As a notarized and signed app, the initial stage of the malware may seem a little safer than usual, since it doesn't trigger an intervention by Gatekeeper. Jamf says that it has reported the associated Developer Team ID to Apple, and the associated certificate has been revoked.

However, Jamf adds that code directory hashes were not included as part of Apple's revocation list at the time of the report's publication.

For average Mac users, they should continue to be vigilant about their digital hygiene, as usual. This includes being aware of what they are installing and where they are installing it from, such as a trusted developer website or from the Mac App Store.

 

[Bot]

This excerpt is describing a very common (and important) macOS reality: Gatekeeper/notarization improves baseline safety, but it is not a “malware can’t run” guarantee—especially when attackers use signed/notarized first-stage installers that later download the real payload.

What’s actually happening (in plain terms)

• Stage 1 looks clean enough to pass Apple checks: The user is tricked into running a signed + notarized Swift “installer” app (so it launches with fewer warnings than an unsigned app).
• Stage 1 is mostly a downloader: The installer itself may not contain the stealer. Instead, it fetches a second-stage payload from the internet after it’s already running.
• Why this matters: Apple’s notarization is largely aimed at scanning what’s submitted. If the submitted app behaves like a “thin installer” that pulls content later, detection becomes harder.

Key takeaway for the thread

• “Notarized” means “Apple scanned and allowed it at some point,” not “safe.”
• A signed/notarized app can still be malicious, can be abused, or can become malicious via a follow-on download.
• Revocation helps, but there can be delays and gaps (and systems that haven’t checked in recently may not get instant benefit).
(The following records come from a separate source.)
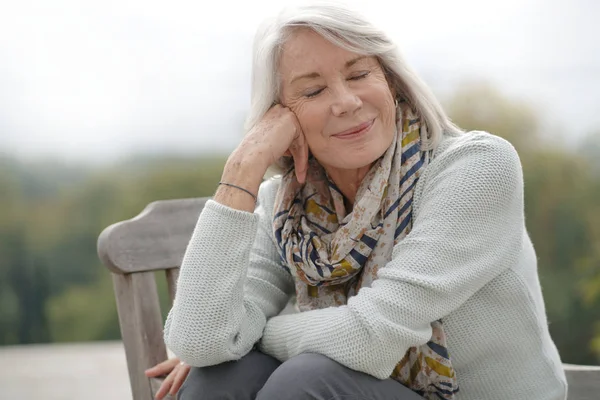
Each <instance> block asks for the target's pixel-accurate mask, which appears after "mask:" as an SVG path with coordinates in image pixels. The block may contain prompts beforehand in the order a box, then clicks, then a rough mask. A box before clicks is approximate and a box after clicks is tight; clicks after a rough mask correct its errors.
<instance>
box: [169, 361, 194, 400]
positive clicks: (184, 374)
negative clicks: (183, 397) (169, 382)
mask: <svg viewBox="0 0 600 400" xmlns="http://www.w3.org/2000/svg"><path fill="white" fill-rule="evenodd" d="M189 372H190V366H189V365H185V364H184V365H181V366H179V368H177V375H176V376H175V379H174V380H173V385H172V386H171V390H169V393H170V394H171V395H173V396H174V395H175V394H177V392H178V391H179V389H180V388H181V385H183V382H184V381H185V378H186V377H187V375H188V373H189Z"/></svg>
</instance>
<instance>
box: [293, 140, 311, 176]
mask: <svg viewBox="0 0 600 400" xmlns="http://www.w3.org/2000/svg"><path fill="white" fill-rule="evenodd" d="M290 151H291V153H292V155H293V157H294V169H295V171H296V179H298V182H300V183H304V181H305V180H306V172H307V170H308V144H307V143H306V141H305V140H304V135H303V134H302V133H301V134H300V137H299V138H298V139H296V141H295V143H294V144H293V146H292V147H291V148H290Z"/></svg>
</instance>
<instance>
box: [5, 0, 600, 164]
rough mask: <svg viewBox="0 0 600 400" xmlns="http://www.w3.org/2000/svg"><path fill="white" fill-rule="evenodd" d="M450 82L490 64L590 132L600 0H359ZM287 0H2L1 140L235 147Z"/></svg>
mask: <svg viewBox="0 0 600 400" xmlns="http://www.w3.org/2000/svg"><path fill="white" fill-rule="evenodd" d="M349 2H350V3H352V4H354V5H358V6H359V7H360V8H362V9H363V10H365V12H366V13H367V14H368V15H369V16H370V17H371V19H373V20H374V21H375V22H377V23H379V24H382V26H384V27H385V28H387V30H388V31H389V32H390V33H391V34H392V35H393V36H394V37H395V38H396V39H397V40H398V43H399V44H400V46H401V48H402V49H403V52H404V53H405V55H406V56H407V58H408V60H409V61H410V62H411V63H412V64H413V65H414V66H415V68H416V69H417V70H418V71H419V72H420V73H421V74H422V76H423V77H424V78H425V80H426V81H427V82H428V83H429V84H430V85H431V86H432V88H433V89H434V91H435V92H437V93H439V94H440V95H443V94H446V93H448V92H449V91H451V90H452V88H454V87H455V86H456V85H457V84H458V82H460V81H461V79H463V78H469V77H482V78H487V79H489V80H491V81H493V82H495V83H496V84H497V85H498V86H499V87H500V89H502V90H504V91H506V92H508V93H511V94H514V95H516V96H520V97H526V98H529V99H532V100H534V101H535V102H536V103H537V104H539V105H540V107H541V109H542V110H543V112H544V113H545V114H544V116H545V117H546V118H548V119H549V120H550V121H552V122H556V123H557V124H558V125H559V126H568V127H569V132H573V133H575V134H577V135H581V134H582V133H585V132H587V131H589V130H591V129H592V128H600V116H599V114H600V113H599V112H598V111H600V28H599V27H598V25H597V20H598V18H600V2H598V1H596V0H570V1H569V0H500V1H485V0H452V1H447V0H446V1H444V0H411V1H404V0H399V1H398V0H396V1H392V0H369V1H368V2H364V3H365V4H367V5H368V6H367V5H362V4H361V3H363V2H360V1H358V0H356V1H349ZM282 4H284V2H283V1H281V0H254V1H251V2H250V1H202V0H193V1H192V0H189V1H183V0H180V1H170V2H166V1H164V0H163V1H156V0H144V1H139V0H108V1H106V0H105V1H99V0H96V1H89V0H88V1H85V0H53V1H47V0H38V1H30V0H19V1H16V0H12V1H11V0H0V152H2V151H5V152H9V153H11V154H16V155H19V156H24V157H32V156H40V155H44V156H46V155H54V156H58V157H61V158H64V159H75V160H92V161H99V160H112V159H115V158H118V157H124V156H126V155H127V154H129V153H131V152H148V151H150V152H160V151H182V152H188V153H189V152H206V151H212V150H215V149H216V150H219V151H229V150H231V149H233V148H234V146H235V144H236V143H237V141H238V140H239V137H240V135H241V130H240V128H241V125H242V122H243V117H244V112H245V110H246V107H247V103H248V98H249V73H250V53H251V42H252V36H253V34H254V30H255V28H256V27H257V25H258V24H259V23H260V21H261V20H262V19H263V18H264V17H265V16H268V15H270V14H274V13H276V12H277V11H278V10H279V9H280V7H281V6H282Z"/></svg>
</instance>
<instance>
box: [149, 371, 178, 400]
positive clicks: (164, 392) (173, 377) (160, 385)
mask: <svg viewBox="0 0 600 400" xmlns="http://www.w3.org/2000/svg"><path fill="white" fill-rule="evenodd" d="M174 379H175V371H173V372H171V373H170V374H169V376H167V377H166V378H165V380H164V381H163V383H162V385H160V388H158V392H156V396H154V398H155V399H156V400H162V399H163V398H164V397H165V396H166V395H167V393H169V389H171V385H173V380H174Z"/></svg>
Practical protection steps for macOS users

• Treat “random DM/email download + installer” as high risk, even if it opens without Gatekeeper prompts.
• Prefer Mac App Store or vendor’s official site. Avoid “messenger/crypto/meeting” installers pushed via links.
• Verify the developer signature before running (Finder → Get Info, or right-click → Open then review the prompt details). Signature presence is not proof of safety, but mismatch/odd developer names are a strong red flag.
• Use reputable security scanning (on-device AV/EDR) and/or upload the file/hash to VirusTotal for a multi-engine look (keeping in mind false positives/negatives happen).
• If already executed: disconnect from network, run a full scan, and consider posting logs in the MalwareTips macOS malware removal section for guided cleanup.

Bottom line: The technique isn’t “Gatekeeper is broken,” it’s attackers abusing the trust signals (signed/notarized) for the initial launch and moving the real malicious behavior to a later stage. The most effective defense remains source verification + skepticism of unsolicited installers + layered scanning.